14

Similar questions asked here before:

Count items for a single key: jq count the number of items in json by a specific key

Calculate the sum of object values: How do I sum the values in an array of maps in jq?

Question

How to emulate the COUNT aggregate function which should behave similarly to its SQL original?

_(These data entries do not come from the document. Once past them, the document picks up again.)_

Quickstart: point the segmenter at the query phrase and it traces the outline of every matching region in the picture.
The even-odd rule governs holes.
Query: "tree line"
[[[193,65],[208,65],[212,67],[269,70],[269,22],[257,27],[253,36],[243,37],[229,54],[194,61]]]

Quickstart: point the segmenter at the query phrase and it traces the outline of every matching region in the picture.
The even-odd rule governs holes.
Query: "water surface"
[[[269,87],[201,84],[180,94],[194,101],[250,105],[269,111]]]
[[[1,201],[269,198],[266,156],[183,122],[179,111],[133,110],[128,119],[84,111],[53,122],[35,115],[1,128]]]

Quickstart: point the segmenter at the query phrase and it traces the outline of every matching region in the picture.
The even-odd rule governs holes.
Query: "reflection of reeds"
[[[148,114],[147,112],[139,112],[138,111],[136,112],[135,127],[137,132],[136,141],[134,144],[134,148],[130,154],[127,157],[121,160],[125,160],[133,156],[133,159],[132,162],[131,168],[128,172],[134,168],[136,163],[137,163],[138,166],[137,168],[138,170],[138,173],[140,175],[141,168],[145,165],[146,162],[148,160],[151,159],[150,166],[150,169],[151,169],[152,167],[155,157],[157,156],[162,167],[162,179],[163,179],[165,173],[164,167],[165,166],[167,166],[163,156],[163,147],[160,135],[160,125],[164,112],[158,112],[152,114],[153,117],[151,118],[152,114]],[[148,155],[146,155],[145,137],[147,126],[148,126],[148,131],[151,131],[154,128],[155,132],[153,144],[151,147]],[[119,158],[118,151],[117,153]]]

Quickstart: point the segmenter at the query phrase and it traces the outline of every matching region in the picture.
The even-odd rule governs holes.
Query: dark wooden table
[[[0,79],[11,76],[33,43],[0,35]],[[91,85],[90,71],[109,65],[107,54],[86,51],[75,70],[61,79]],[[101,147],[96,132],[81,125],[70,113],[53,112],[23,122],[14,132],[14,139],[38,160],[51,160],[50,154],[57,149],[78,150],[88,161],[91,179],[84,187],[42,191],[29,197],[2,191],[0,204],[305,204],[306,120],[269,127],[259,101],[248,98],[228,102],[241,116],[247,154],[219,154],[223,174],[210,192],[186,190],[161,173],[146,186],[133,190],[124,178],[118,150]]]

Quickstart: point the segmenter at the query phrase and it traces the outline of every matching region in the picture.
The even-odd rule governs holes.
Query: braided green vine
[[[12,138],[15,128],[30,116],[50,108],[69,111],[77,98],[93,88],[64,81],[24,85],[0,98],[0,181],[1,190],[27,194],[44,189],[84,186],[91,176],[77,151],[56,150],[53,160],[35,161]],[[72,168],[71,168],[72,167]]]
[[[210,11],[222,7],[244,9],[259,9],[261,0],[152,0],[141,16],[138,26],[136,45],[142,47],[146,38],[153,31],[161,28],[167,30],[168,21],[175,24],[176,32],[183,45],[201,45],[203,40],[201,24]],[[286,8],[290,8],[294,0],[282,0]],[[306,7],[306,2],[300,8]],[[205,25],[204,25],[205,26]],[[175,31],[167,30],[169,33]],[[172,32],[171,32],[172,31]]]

Let's extend this question even more to include other regular SQL functions:

  • COUNT
  • SUM / MAX/ MIN / AVG
  • ARRAY_AGG

The last one is not a standard SQL function - it's from PostgreSQL but is quite useful.

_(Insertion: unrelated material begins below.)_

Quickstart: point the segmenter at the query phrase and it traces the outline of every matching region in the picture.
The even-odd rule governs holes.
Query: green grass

At input comes a stream of valid JSON objects. For demonstration let's pick a simple story of owners and their pets.

Model and data

Base relation: Owner

id name  age
 1 Adams  25
 2 Baker  55
 3 Clark  40
 4 Davis  31

Base relation: Pet

id name  litter owner_id
10 Bella      4        1
20 Lucy       2        1
30 Daisy      3        2
40 Molly      4        3
50 Lola       2        4
60 Sadie      4        4
70 Luna       3        4

Source

From above we get a derivative relation Owner_Pet (a result of SQL JOIN of the above relations) presented in JSON format for our jq queries (the source data):

{ "owner_id": 1, "owner": "Adams", "age": 25, "pet_id": 10, "pet": "Bella", "litter": 4 }
{ "owner_id": 1, "owner": "Adams", "age": 25, "pet_id": 20, "pet": "Lucy",  "litter": 2 }
{ "owner_id": 2, "owner": "Baker", "age": 55, "pet_id": 30, "pet": "Daisy", "litter": 3 }
{ "owner_id": 3, "owner": "Clark", "age": 40, "pet_id": 40, "pet": "Molly", "litter": 4 }
{ "owner_id": 4, "owner": "Davis", "age": 31, "pet_id": 50, "pet": "Lola",  "litter": 2 }
{ "owner_id": 4, "owner": "Davis", "age": 31, "pet_id": 60, "pet": "Sadie", "litter": 4 }
{ "owner_id": 4, "owner": "Davis", "age": 31, "pet_id": 70, "pet": "Luna",  "litter": 3 }

Requests

Here are sample requests and their expected output:

  • COUNT the number of pets per owner:
{ "owner_id": 1, "owner": "Adams", "age": 25, "pets_count": 2 }
{ "owner_id": 2, "owner": "Baker", "age": 55, "pets_count": 1 }
{ "owner_id": 3, "owner": "Clark", "age": 40, "pets_count": 1 }
{ "owner_id": 4, "owner": "Davis", "age": 31, "pets_count": 3 }
  • SUM up the number of whelps per owner and get their MAX (MIN/AVG):
{ "owner_id": 1, "owner": "Adams", "age": 25, "litter_total": 6, "litter_max": 4 }
{ "owner_id": 2, "owner": "Baker", "age": 55, "litter_total": 3, "litter_max": 3 }
{ "owner_id": 3, "owner": "Clark", "age": 40, "litter_total": 4, "litter_max": 4 }
{ "owner_id": 4, "owner": "Davis", "age": 31, "litter_total": 9, "litter_max": 4 }
  • ARRAY_AGG pets per owner:
{ "owner_id": 1, "owner": "Adams", "age": 25, "pets": [ "Bella", "Lucy" ] }
{ "owner_id": 2, "owner": "Baker", "age": 55, "pets": [ "Daisy" ] }
{ "owner_id": 3, "owner": "Clark", "age": 40, "pets": [ "Molly" ] }
{ "owner_id": 4, "owner": "Davis", "age": 31, "pets": [ "Lola", "Sadie", "Luna" ] }
peak
  • 105,803
  • 17
  • 152
  • 177
Onkeltem
  • 1,889
  • 1
  • 18
  • 27

3 Answers3

9

Here's an alternative, not using any custom functions with basic JQ. (I took the liberty to get rid of redundant parts of the question)

Count

In> jq -s 'group_by(.owner_id) |  map({ owner_id: .[0].owner_id, count: map(.pet) | length})'
Out>[{"owner_id": "1","pets_count": 2}, ...]

Sum

In> jq -s 'group_by(.owner_id) | map({owner_id: .[0].owner_id, sum: map(.litter) | add})'
Out> [{"owner_id": "1","sum": 6}, ...]

Max

In> jq -s 'group_by(.owner_id) | map({owner_id: .[0].owner_id, max: map(.litter) | max})'
Out> [{"owner_id": "1","max": 4}, ...]

Aggregate

In> jq -s 'group_by(.owner_id) | map({owner_id: .[0].owner_id, agg: map(.pet) })'
Out> [{"owner_id": "1","agg": ["Bella","Lucy"]}, ...]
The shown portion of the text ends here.